In this installment of J. Moyer’s RSP Running Back Room, Moyer examines NFL running backs Josh Jacobs and Brian Hill. 

Follow J Moyer on Twitter @JMoyerFB and his YouTube channel, Skill Films.

Most mainstream running back analysis is a rotating carousel of physical-dominance buzzwords:

  • Explosion
  • Tackle-breaking
  • Acceleration
  • Speed
  • Power

Players who do not possess these surface-level athletic traits are written off as never-will-bees or past their prime. The players who have these traits, but never achieve on-field success are provided contextual excuse after excuse.

Even physically-inferior backs who achieve on-field success are randomly assigned elite physical traits in an effort to explain what is happening. Unfortunately, most analysis discounts the technical aspects of running back play, and the vocabulary to describe skilled execution is not in common parlance.

Josh Jacobs Makes His Living In Tight Spaces

Josh Jacobs is a case study in this phenomenon.

A part-time rusher at Alabama with decent size and poor athletic measurables, Jacobs somehow crept into the draft’s first round. As a rookie he’s performed at a Pro-Bowl level, leaving onlookers confused at his success.

Jacobs is a technically-advanced back who grasps the cognitive-perceptual aspects of running the ball. His best trait is an elite ability to process leverage, a skill that allows all football players to play with anticipation.

Think of this in the same way we watch quarterbacks throwing receivers open. Instead, the back is attacking a hole before it opens.

Sensitivity to leverage generates a remarkable ability to navigate creases that would turn most backs away—a crucial skill for NFL holes that are smaller and close even faster than those in the NCAA. Because he attacks these tight spaces so proficiently, Jacobs puts immense stress on defenses to play consistently sound assignment football.

Brian Hill Learning to Slowing Down

Other than the elite processors like Josh Jacobs, many young NFL runners experience sensory overload when faced with the astounding speed of NFL play. As the back tries and fails to take calm drinks from the fire hose, panic ensues.

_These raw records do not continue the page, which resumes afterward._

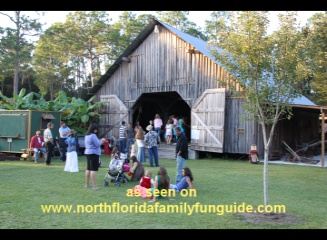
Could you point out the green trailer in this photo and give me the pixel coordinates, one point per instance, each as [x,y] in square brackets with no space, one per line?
[18,126]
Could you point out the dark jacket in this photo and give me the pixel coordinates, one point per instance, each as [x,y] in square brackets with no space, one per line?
[138,173]
[182,145]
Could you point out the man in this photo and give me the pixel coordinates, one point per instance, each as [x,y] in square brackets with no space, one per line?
[64,132]
[181,153]
[130,137]
[122,137]
[48,139]
[152,139]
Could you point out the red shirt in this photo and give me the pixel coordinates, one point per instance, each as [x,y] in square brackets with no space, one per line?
[35,142]
[146,182]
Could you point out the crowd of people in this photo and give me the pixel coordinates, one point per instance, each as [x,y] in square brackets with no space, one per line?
[133,142]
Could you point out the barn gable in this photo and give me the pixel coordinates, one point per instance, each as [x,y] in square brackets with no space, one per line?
[169,72]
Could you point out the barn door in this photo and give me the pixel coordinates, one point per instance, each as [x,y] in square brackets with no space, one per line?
[112,115]
[207,118]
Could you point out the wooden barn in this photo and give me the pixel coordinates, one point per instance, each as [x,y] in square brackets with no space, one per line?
[169,72]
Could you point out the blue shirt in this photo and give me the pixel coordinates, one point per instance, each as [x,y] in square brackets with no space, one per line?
[71,142]
[63,130]
[181,185]
[92,144]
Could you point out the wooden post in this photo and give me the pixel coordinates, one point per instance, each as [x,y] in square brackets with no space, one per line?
[323,139]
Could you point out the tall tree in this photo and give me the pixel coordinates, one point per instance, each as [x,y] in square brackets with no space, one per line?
[88,32]
[267,67]
[16,44]
[51,59]
[316,32]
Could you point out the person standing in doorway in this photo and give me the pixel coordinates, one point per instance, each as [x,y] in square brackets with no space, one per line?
[151,139]
[169,131]
[36,145]
[181,153]
[139,141]
[48,139]
[122,137]
[92,152]
[130,138]
[64,132]
[157,123]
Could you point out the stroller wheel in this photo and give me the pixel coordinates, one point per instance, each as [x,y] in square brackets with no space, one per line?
[105,183]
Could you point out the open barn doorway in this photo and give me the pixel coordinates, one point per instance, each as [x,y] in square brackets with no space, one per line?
[163,103]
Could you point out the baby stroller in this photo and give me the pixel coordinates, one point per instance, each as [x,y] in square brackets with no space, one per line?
[117,176]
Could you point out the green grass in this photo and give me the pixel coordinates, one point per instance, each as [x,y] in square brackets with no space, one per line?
[26,186]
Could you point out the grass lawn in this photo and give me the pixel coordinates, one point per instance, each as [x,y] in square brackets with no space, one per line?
[222,185]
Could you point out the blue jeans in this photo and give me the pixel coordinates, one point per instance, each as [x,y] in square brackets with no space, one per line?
[153,153]
[141,154]
[122,145]
[158,130]
[129,141]
[36,153]
[180,164]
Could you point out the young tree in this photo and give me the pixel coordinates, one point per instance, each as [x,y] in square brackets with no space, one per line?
[267,67]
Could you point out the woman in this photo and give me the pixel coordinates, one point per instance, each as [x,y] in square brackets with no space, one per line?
[161,181]
[157,124]
[71,159]
[139,138]
[36,145]
[137,169]
[186,181]
[92,153]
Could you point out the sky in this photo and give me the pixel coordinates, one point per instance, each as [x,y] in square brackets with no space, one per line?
[197,17]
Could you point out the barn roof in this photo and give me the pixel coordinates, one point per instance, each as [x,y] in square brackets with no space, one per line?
[197,43]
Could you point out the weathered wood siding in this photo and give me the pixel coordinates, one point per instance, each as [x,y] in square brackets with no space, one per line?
[162,63]
[240,133]
[303,127]
[208,117]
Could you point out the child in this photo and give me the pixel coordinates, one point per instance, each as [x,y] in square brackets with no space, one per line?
[133,150]
[143,189]
[114,163]
[147,181]
[162,181]
[186,181]
[136,170]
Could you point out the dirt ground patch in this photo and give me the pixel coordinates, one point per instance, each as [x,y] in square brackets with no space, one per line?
[273,218]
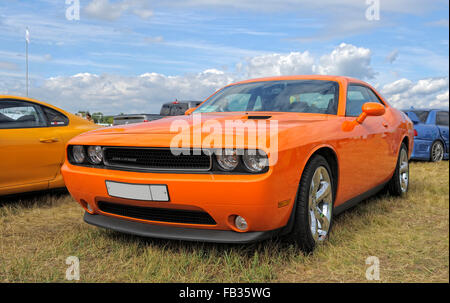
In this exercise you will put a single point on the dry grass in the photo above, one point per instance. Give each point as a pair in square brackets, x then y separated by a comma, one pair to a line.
[410, 236]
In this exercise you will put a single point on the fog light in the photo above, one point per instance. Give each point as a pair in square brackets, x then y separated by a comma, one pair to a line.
[89, 208]
[240, 223]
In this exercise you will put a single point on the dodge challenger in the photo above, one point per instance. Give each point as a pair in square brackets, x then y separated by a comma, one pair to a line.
[259, 158]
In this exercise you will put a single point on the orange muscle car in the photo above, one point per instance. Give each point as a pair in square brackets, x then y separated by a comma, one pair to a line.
[259, 158]
[33, 136]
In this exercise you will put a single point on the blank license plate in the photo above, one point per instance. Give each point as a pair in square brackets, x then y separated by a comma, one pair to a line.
[146, 192]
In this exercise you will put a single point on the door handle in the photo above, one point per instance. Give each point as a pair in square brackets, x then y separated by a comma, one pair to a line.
[48, 140]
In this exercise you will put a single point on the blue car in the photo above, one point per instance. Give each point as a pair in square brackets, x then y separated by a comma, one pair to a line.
[431, 134]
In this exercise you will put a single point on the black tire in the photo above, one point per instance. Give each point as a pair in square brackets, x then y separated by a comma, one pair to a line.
[395, 185]
[302, 233]
[436, 151]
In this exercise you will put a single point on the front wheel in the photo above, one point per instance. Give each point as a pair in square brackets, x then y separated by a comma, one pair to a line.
[436, 151]
[314, 212]
[399, 184]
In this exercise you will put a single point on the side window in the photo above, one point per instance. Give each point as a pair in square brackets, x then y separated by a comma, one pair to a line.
[373, 96]
[19, 114]
[357, 95]
[54, 117]
[442, 118]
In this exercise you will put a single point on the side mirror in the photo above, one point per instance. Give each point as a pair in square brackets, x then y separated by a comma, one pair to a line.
[189, 111]
[371, 109]
[413, 117]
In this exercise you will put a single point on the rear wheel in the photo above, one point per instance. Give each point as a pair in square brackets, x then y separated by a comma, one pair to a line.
[314, 212]
[399, 183]
[436, 151]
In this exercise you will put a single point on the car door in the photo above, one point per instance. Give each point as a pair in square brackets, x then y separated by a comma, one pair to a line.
[442, 124]
[30, 147]
[364, 154]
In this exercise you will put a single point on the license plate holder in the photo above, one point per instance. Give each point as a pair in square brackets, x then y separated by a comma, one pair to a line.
[143, 192]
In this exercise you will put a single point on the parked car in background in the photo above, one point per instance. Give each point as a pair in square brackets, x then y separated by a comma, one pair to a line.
[176, 108]
[431, 141]
[337, 142]
[33, 135]
[137, 118]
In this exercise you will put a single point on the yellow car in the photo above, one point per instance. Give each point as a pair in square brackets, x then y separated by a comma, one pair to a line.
[33, 135]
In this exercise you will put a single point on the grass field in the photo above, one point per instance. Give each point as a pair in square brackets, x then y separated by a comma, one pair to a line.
[410, 236]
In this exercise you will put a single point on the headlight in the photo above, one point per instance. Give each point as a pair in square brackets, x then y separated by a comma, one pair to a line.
[78, 154]
[95, 154]
[227, 159]
[255, 162]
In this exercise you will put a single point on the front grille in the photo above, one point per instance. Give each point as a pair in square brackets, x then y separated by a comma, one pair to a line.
[155, 159]
[157, 214]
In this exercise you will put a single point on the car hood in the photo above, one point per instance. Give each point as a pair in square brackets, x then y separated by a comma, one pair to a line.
[160, 133]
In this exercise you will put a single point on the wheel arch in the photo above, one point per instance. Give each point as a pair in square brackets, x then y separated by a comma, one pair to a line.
[330, 155]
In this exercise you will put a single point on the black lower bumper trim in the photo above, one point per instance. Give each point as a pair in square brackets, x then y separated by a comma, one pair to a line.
[177, 233]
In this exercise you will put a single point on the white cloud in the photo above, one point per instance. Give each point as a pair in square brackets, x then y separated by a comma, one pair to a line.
[111, 11]
[8, 66]
[392, 56]
[294, 63]
[347, 60]
[431, 92]
[112, 93]
[104, 10]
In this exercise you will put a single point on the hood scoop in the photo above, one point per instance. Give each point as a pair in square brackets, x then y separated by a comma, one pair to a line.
[258, 117]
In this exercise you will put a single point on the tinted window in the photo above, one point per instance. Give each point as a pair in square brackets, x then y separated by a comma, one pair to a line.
[422, 115]
[165, 110]
[18, 114]
[54, 117]
[442, 118]
[301, 96]
[357, 95]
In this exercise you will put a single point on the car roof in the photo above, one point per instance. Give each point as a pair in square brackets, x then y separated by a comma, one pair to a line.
[18, 98]
[303, 77]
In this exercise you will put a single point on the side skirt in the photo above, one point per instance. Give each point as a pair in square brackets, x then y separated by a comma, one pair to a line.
[354, 201]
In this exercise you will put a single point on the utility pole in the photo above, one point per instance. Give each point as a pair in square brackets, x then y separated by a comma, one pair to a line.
[27, 41]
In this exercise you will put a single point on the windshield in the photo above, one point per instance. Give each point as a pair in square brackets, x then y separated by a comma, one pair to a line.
[300, 96]
[422, 115]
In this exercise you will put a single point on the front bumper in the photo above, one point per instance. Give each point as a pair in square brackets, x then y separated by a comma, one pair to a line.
[254, 197]
[177, 233]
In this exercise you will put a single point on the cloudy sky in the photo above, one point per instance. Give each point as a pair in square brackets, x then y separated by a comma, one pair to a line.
[132, 55]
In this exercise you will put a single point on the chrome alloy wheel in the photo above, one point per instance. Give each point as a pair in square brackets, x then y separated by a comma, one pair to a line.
[404, 170]
[320, 204]
[437, 152]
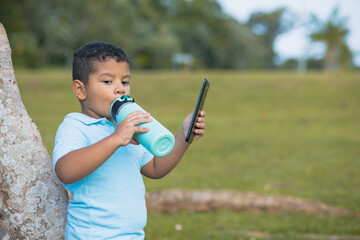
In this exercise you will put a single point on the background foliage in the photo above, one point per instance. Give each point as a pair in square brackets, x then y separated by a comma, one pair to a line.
[151, 31]
[278, 134]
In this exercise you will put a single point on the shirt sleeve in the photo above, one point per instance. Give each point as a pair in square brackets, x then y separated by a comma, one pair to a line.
[68, 138]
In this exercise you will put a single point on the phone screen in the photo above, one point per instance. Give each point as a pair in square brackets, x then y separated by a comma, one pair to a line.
[199, 105]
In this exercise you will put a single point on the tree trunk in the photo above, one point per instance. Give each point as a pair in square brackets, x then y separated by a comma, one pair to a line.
[32, 200]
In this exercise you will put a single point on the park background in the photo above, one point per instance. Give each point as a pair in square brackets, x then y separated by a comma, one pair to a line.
[288, 128]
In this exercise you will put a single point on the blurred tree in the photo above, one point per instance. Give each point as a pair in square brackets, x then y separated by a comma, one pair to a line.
[332, 32]
[268, 26]
[151, 31]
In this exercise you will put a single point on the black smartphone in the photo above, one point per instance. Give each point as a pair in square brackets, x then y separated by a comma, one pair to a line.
[199, 105]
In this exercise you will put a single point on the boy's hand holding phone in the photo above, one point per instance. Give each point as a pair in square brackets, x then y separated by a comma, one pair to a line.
[200, 125]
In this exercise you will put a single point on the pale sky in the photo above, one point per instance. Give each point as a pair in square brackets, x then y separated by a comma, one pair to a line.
[296, 43]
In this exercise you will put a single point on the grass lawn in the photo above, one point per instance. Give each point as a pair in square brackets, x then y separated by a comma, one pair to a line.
[299, 131]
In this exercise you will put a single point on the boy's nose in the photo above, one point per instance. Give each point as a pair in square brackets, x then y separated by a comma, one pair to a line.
[119, 89]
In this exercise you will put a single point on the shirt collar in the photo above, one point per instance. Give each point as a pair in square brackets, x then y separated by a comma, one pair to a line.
[86, 119]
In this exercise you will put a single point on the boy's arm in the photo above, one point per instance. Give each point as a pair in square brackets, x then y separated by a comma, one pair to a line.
[78, 164]
[158, 167]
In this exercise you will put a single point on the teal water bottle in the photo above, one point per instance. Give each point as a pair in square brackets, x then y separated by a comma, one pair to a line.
[158, 140]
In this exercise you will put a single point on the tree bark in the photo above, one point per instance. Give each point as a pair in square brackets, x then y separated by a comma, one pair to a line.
[32, 201]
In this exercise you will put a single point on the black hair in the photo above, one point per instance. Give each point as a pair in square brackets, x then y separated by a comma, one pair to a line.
[87, 55]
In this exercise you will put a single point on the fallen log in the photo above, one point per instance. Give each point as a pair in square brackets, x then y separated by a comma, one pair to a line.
[172, 201]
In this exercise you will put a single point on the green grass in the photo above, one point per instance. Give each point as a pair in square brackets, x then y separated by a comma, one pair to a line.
[262, 128]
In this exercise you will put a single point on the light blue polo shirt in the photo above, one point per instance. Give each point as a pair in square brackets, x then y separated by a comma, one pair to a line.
[110, 202]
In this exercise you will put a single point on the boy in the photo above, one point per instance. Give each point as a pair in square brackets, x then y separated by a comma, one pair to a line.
[98, 160]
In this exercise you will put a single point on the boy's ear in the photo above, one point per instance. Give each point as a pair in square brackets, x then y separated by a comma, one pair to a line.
[78, 88]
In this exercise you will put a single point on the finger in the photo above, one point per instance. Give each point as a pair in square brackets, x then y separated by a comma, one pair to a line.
[137, 116]
[140, 120]
[133, 141]
[200, 125]
[200, 120]
[199, 131]
[202, 114]
[141, 129]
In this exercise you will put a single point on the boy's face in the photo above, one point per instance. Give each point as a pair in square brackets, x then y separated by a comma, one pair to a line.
[110, 80]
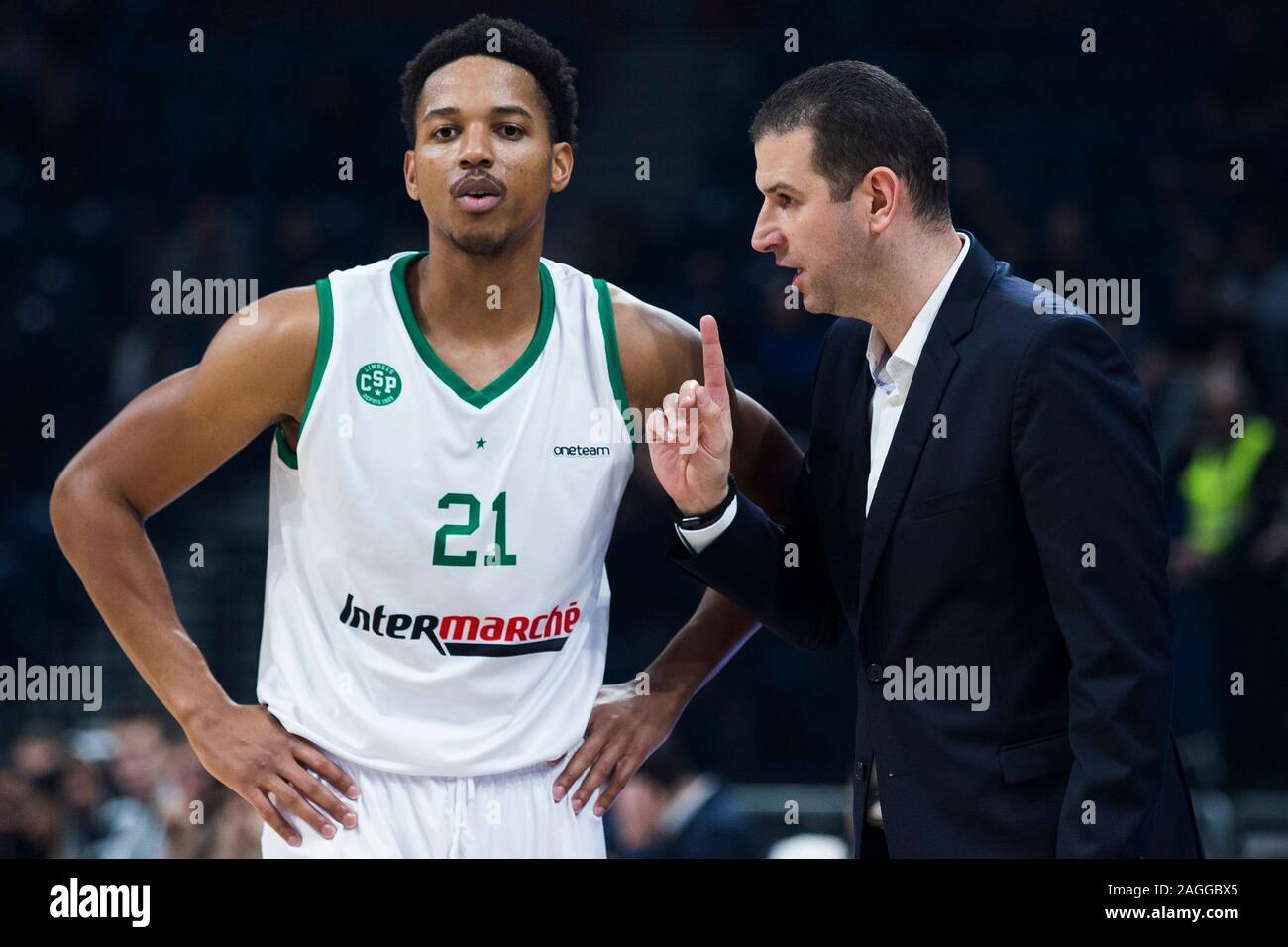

When this happens, they play too fast, when slowing down a step or two will solve the problem. Brian Hill started for Atlanta in Week 11, and struggled.

For the most part, he rushed his reads and footwork, getting too close to his blockers’ points of attack, and taking himself out of position to act on his tardy reads.

Initial struggles do not mean indefinite ineffectiveness. Hill showed some progress as the game wore on, a promising sign going forward. It’s why many will be writing him off too soon.